Brusselse Gouwbonden

Uit NEVB Online
Ga naar: navigatie, zoeken

(Gewestbonden) onthaalstructuren voor Vlaamse inwijkelingen in Brussel, onderverdeeld naar de provincie van herkomst.

De Bonden wensten bij te dragen tot het behoud van de Vlaamse cultuur in Brussel. Hun voornaamste taak was de opvang en integratie van de inwijkelingen in de plaatselijke Vlaamse gemeenschappen. Men wilde voorkomen dat de Vlaamse inwijkeling zou worden geabsorbeerd door het Brusselse Franstalige grootstedelijke milieu. De gevolgde strategie steunde op het afschermen van de verfranste buitenwereld en op het benadrukken via uitstappen, feesten en lezingen van de folkloristische verbondenheid met de streek van herkomst.

Het militant Vlaams karakter van de Bonden werd versterkt door de nauwe banden met Vlaams-nationalistische verenigingen als het Verbond der Vlaamse Oud-strijders (VOS) en het Algemeen Vlaamsch Verbond.

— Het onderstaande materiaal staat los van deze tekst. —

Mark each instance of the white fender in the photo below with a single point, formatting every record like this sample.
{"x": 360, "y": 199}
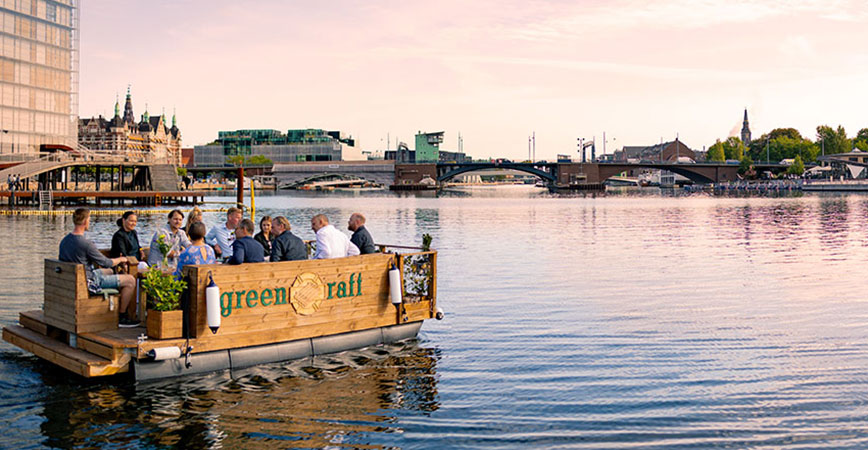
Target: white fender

In het interbellum kenden de Bonden hun grootste bloeiperiode omdat de conservering van traditionaliteit toen goed aansloot bij de mentaliteit van na de Eerste Wereldoorlog. Diezelfde strategie veroorzaakte na de Tweede Wereldoorlog echter mede het verval van de Bonden. De Gouwbondwerking werd na 1950 weliswaar heropgestart, maar kwam nooit meer echt van de grond. Door de collaboratie tijdens de oorlog en het anti-Vlaamse klimaat erna, opteerden vele Brusselse Vlamingen voor de verfransing. Toen vanaf 1965 de overheid een Vlaamse gemeenschapsstructuur in Brussel uitbouwde, werden de Gouwbonden enigszins overbodig. Het ledenaantal liep sterk terug en de werking is beperkt tot de traditionele eigen evenementen. Vier van de Bonden bestaan nog steeds: de Koninklijke Bond der Westvlamingen ( 1906), de Antwerpse Gouwbond voor Brussel ( 1920), de Bond der Oostvlamingen ( 1920), en de Bond der Limburgers ( 1950).

Literatuur

Westvlaamse figuren te Brussel, 1985; 
S. Parmentier, Vereniging en identiteit. De opbouw van een Nederlandstalig sociaal-cultureel netwerk te Brussel (1960-1986) (Taal en Sociale Integratie, nr. 10, 1988).